Senin, Oktober 20, 2025
HomeNewsEkonomiSurvei S&P Global: PMI Manufaktur Indonesia Membaik, Mendekati Zona Ekspansi

Survei S&P Global: PMI Manufaktur Indonesia Membaik, Mendekati Zona Ekspansi

Manufaktur atau industri pengolahan adalah penopang utama perekonomian.
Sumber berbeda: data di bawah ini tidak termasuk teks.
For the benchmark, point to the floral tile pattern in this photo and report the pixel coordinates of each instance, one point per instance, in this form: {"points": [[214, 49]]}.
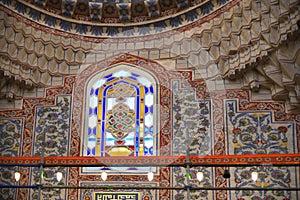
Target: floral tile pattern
{"points": [[255, 132], [10, 136], [52, 128], [192, 117]]}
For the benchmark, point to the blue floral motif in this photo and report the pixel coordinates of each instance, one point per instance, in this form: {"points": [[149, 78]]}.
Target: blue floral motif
{"points": [[207, 8], [191, 15], [251, 132], [21, 8], [50, 21], [268, 177], [35, 15], [256, 133], [6, 2], [54, 122], [176, 21], [81, 28], [112, 31], [10, 136], [66, 26], [127, 31]]}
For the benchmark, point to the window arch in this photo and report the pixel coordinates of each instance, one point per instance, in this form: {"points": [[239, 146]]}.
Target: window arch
{"points": [[121, 113]]}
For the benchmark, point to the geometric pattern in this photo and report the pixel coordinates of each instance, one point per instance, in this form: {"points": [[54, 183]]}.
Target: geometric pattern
{"points": [[191, 128], [51, 136], [255, 132], [11, 130]]}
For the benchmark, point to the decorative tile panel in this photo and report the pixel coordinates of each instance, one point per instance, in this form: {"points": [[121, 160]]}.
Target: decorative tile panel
{"points": [[256, 132], [52, 127]]}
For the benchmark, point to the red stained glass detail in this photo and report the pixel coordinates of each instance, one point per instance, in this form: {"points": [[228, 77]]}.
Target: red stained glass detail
{"points": [[119, 126], [120, 114], [119, 142], [131, 147]]}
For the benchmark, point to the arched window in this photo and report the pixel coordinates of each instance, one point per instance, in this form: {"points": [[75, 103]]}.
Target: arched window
{"points": [[121, 113]]}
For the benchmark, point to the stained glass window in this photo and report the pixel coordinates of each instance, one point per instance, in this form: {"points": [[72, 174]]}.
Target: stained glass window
{"points": [[120, 118]]}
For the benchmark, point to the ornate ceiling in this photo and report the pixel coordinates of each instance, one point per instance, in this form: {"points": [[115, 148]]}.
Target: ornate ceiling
{"points": [[255, 43]]}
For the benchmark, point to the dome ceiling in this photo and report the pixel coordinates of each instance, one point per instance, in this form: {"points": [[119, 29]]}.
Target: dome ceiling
{"points": [[121, 18]]}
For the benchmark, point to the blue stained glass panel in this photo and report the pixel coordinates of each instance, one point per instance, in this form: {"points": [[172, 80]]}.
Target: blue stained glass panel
{"points": [[110, 75], [133, 78], [133, 74], [151, 150], [108, 101], [151, 130], [146, 90], [97, 92], [110, 79], [151, 89]]}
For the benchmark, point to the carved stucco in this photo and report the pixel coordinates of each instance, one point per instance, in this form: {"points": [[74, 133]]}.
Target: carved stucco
{"points": [[256, 42]]}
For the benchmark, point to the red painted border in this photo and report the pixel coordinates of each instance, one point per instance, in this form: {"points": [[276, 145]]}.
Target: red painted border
{"points": [[223, 160]]}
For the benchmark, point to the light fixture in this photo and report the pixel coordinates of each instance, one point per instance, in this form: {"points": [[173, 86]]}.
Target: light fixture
{"points": [[17, 176], [150, 176], [58, 176], [254, 176], [104, 176], [200, 176], [226, 173]]}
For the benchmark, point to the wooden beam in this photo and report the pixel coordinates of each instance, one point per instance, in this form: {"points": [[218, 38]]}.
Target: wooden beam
{"points": [[209, 161]]}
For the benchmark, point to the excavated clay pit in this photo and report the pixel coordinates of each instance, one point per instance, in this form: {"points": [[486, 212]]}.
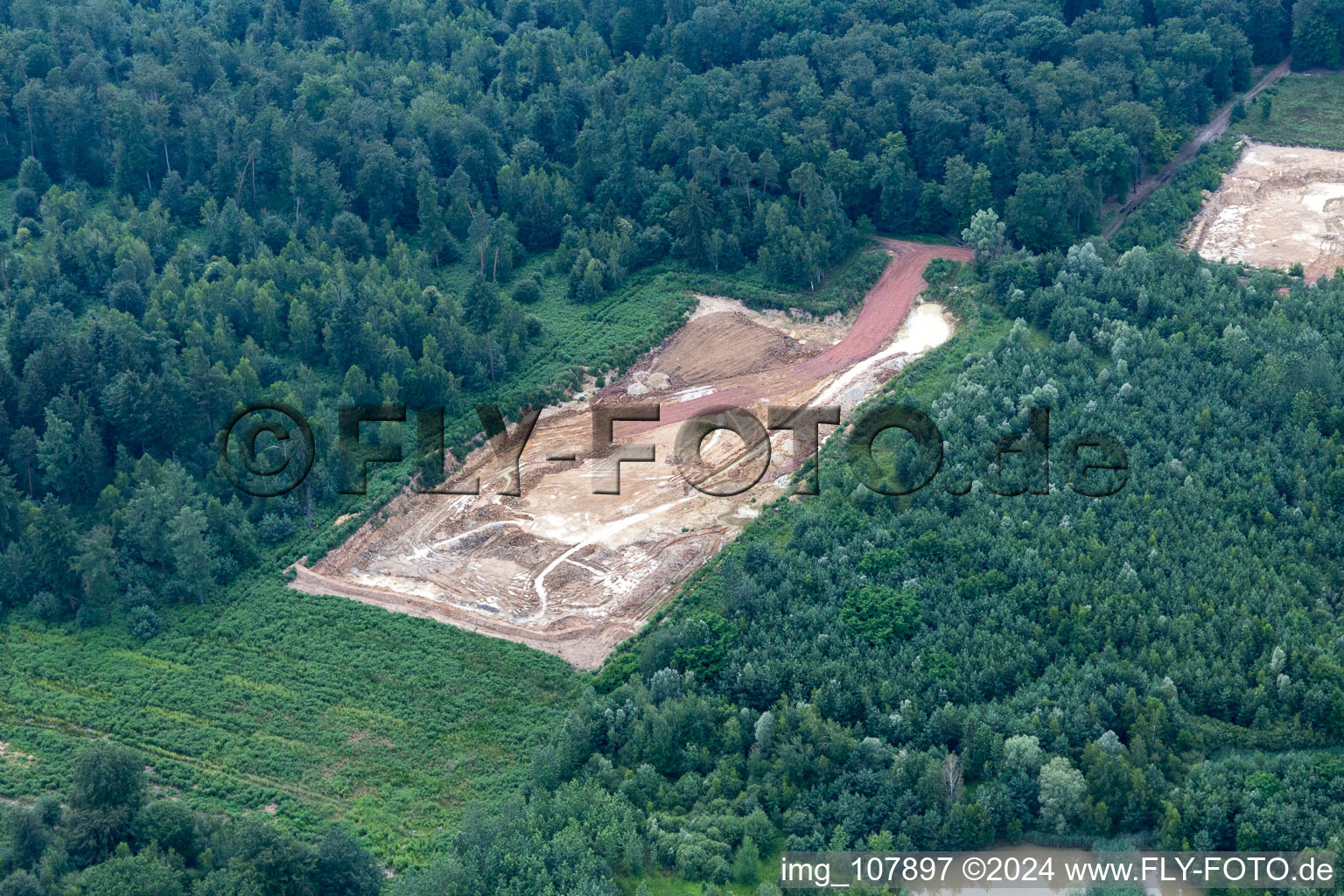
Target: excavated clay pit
{"points": [[574, 572]]}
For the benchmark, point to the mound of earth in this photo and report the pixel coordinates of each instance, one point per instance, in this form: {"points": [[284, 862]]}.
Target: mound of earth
{"points": [[574, 572], [695, 354]]}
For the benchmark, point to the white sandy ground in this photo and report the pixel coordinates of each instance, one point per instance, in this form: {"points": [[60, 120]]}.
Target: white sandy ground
{"points": [[546, 567], [1280, 206]]}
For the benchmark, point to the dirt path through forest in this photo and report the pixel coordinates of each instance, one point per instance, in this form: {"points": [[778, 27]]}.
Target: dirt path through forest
{"points": [[1206, 135], [573, 572]]}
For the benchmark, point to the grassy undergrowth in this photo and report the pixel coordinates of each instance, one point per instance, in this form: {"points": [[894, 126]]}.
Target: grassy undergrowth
{"points": [[1306, 110], [312, 708]]}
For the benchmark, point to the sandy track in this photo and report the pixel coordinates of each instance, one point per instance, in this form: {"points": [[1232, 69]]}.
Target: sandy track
{"points": [[574, 572]]}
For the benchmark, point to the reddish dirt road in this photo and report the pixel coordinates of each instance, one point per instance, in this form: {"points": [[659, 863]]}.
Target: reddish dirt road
{"points": [[1206, 135], [885, 308], [571, 571]]}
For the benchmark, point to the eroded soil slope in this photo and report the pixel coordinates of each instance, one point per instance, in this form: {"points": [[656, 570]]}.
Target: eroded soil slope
{"points": [[574, 572]]}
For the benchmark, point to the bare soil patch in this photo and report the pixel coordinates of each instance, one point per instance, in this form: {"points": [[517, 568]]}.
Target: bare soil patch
{"points": [[574, 572], [1278, 207]]}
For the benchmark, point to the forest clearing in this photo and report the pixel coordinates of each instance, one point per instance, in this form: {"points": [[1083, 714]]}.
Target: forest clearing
{"points": [[574, 572], [1280, 206]]}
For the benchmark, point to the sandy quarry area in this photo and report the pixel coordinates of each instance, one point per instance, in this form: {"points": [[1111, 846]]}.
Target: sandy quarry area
{"points": [[1280, 206], [574, 572]]}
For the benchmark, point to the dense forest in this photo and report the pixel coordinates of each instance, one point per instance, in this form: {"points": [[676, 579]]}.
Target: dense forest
{"points": [[214, 203]]}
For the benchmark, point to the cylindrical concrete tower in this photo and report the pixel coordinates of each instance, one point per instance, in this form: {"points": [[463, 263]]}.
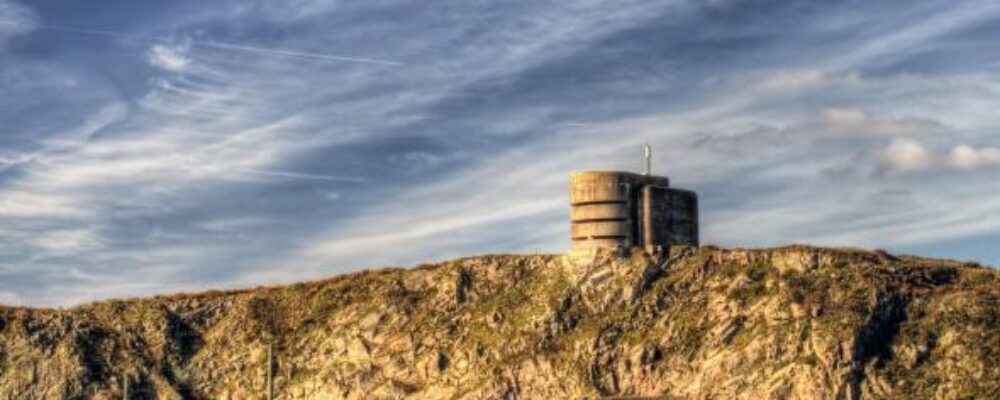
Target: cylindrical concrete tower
{"points": [[619, 210], [603, 209]]}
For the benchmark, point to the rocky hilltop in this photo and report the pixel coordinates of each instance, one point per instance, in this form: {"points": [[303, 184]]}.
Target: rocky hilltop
{"points": [[787, 323]]}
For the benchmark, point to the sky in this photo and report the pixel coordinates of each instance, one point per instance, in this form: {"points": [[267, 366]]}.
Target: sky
{"points": [[152, 147]]}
Pasalnya manufaktur menciptakan lapangan kerja formal, memberikan nilai tambah tinggi terhadap perekonomian, dan menyerap banyak tenaga kerja.

Karena itu perkembangan manufaktur selalu mendapat sorotan, antara lain melalui Purchasing Manager’s Index (PMI) yang dilansir lembaga rating Standard & Poors (S&P) Global secara berkala.

PMI adalah indikator kondisi manufaktur, yang didapat dari survei bulanan terhadap manajer pembelian (purchasing) di industri pengolahan.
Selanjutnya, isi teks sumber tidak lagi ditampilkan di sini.